Still, there are flaws. The “monomyth” is far too rigid a concept to embrace the multitude of initiatory motifs in myth. Many of G.’s basic metaphors are faulty or over-extended, as, for example, the equation “monster-killing = mother-killing,” which is part of his inexorably male-oriented presentation of human psychology. His use of Oedipus and his “three” (??) crimes to represent the rationalist-atheist trends of modern philosophy is implausible and unprofitable. Sophocles never calls our attention to what the Sphinx asked and what Oedipus answered, and Jocasta actually presents the stronger attack against religion. G.’s text tends to repeat its main points, often with advertisements of their originality, rather than bringing them into contact with the primary texts.
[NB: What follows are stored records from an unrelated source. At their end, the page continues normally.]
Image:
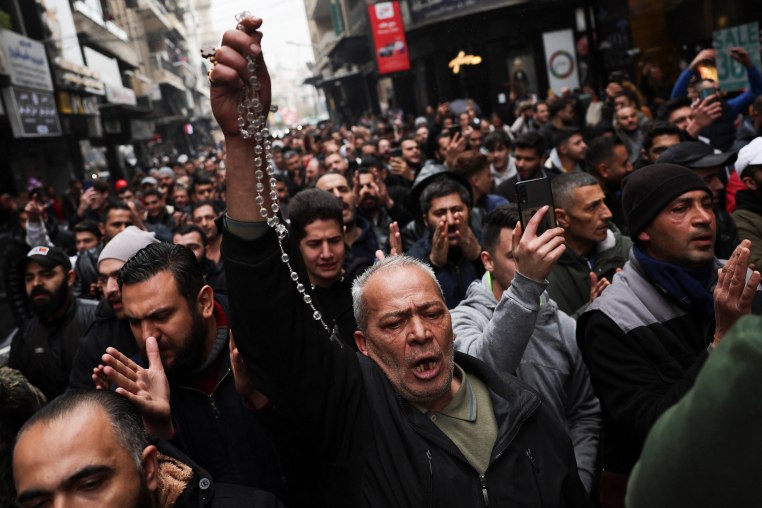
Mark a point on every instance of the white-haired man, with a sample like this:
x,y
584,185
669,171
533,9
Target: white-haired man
x,y
406,421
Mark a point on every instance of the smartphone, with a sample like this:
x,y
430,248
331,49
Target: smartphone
x,y
708,92
531,195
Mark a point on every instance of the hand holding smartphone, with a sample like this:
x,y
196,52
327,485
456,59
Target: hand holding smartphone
x,y
531,195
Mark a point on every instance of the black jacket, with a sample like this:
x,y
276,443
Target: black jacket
x,y
44,351
105,331
202,491
644,352
376,449
219,432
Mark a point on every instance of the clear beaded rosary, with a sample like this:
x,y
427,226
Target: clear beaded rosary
x,y
252,123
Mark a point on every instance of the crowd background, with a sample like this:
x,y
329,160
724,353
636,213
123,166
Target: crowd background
x,y
393,177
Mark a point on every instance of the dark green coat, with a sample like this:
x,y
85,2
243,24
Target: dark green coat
x,y
570,279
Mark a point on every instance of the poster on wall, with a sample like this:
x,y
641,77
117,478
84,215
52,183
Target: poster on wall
x,y
27,61
389,37
32,113
560,60
731,74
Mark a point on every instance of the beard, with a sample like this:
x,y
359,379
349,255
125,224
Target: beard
x,y
51,305
190,357
145,497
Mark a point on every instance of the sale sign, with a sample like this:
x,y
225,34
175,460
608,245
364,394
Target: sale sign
x,y
389,37
732,75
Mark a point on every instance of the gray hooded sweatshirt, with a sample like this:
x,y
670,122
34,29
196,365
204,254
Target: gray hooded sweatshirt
x,y
524,334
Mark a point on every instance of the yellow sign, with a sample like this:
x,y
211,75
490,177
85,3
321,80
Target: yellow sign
x,y
463,59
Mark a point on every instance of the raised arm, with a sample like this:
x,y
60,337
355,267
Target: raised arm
x,y
286,351
228,78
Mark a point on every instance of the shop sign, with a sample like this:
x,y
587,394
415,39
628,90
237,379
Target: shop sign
x,y
60,31
116,94
389,37
32,114
560,60
731,74
423,12
26,60
463,59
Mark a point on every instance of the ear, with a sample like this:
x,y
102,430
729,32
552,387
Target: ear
x,y
150,467
70,278
487,261
562,218
361,342
205,301
603,170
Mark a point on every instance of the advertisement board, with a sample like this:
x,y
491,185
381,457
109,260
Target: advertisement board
x,y
31,113
389,37
561,60
27,63
731,74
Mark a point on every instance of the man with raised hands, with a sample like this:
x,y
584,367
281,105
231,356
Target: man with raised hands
x,y
405,421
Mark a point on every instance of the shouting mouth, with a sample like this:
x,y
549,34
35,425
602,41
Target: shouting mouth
x,y
426,369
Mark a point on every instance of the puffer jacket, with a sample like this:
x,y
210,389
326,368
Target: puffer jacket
x,y
377,449
524,334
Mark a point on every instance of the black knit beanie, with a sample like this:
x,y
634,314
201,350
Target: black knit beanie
x,y
649,189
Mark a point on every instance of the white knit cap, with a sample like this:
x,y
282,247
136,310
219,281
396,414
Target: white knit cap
x,y
750,155
126,244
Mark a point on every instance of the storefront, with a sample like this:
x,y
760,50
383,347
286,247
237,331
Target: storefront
x,y
486,51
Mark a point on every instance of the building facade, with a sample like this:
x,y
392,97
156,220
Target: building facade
x,y
125,83
507,48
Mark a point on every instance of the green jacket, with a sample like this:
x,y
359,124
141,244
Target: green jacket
x,y
749,225
705,451
570,279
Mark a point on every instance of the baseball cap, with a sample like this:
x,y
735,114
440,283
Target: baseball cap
x,y
695,155
49,257
750,155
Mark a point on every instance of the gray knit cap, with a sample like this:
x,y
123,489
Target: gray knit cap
x,y
126,244
166,171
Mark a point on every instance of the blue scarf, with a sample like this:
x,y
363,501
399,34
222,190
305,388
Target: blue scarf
x,y
691,289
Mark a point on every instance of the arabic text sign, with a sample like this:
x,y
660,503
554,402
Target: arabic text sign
x,y
27,62
32,113
733,75
389,37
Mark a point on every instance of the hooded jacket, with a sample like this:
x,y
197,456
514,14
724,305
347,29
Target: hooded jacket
x,y
105,331
643,351
376,448
524,334
44,350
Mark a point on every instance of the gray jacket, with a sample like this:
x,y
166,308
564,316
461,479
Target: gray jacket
x,y
524,334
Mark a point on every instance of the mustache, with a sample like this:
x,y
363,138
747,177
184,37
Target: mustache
x,y
38,291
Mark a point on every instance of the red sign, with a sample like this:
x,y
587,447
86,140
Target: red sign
x,y
389,37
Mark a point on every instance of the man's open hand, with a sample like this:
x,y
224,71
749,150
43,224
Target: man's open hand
x,y
147,389
230,74
733,294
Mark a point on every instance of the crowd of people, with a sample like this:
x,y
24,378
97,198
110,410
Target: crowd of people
x,y
356,315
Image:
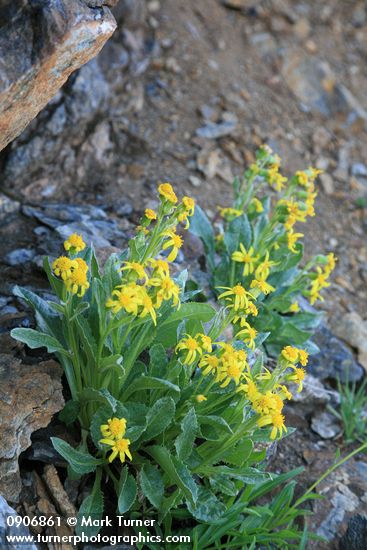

The few close readings are unreliable; application of the “trifunctionality” straitjacket leads to misinterpretations of Sophocles’ “hubris” ode at Oedipus Tyrannus 883-91 (
But it is easier to find fault than to present creative ideas, and even G.’s errors can be thought-provoking. We should be grateful to the author, translator, and publisher for presenting this stimulating book to an English-speaking audience.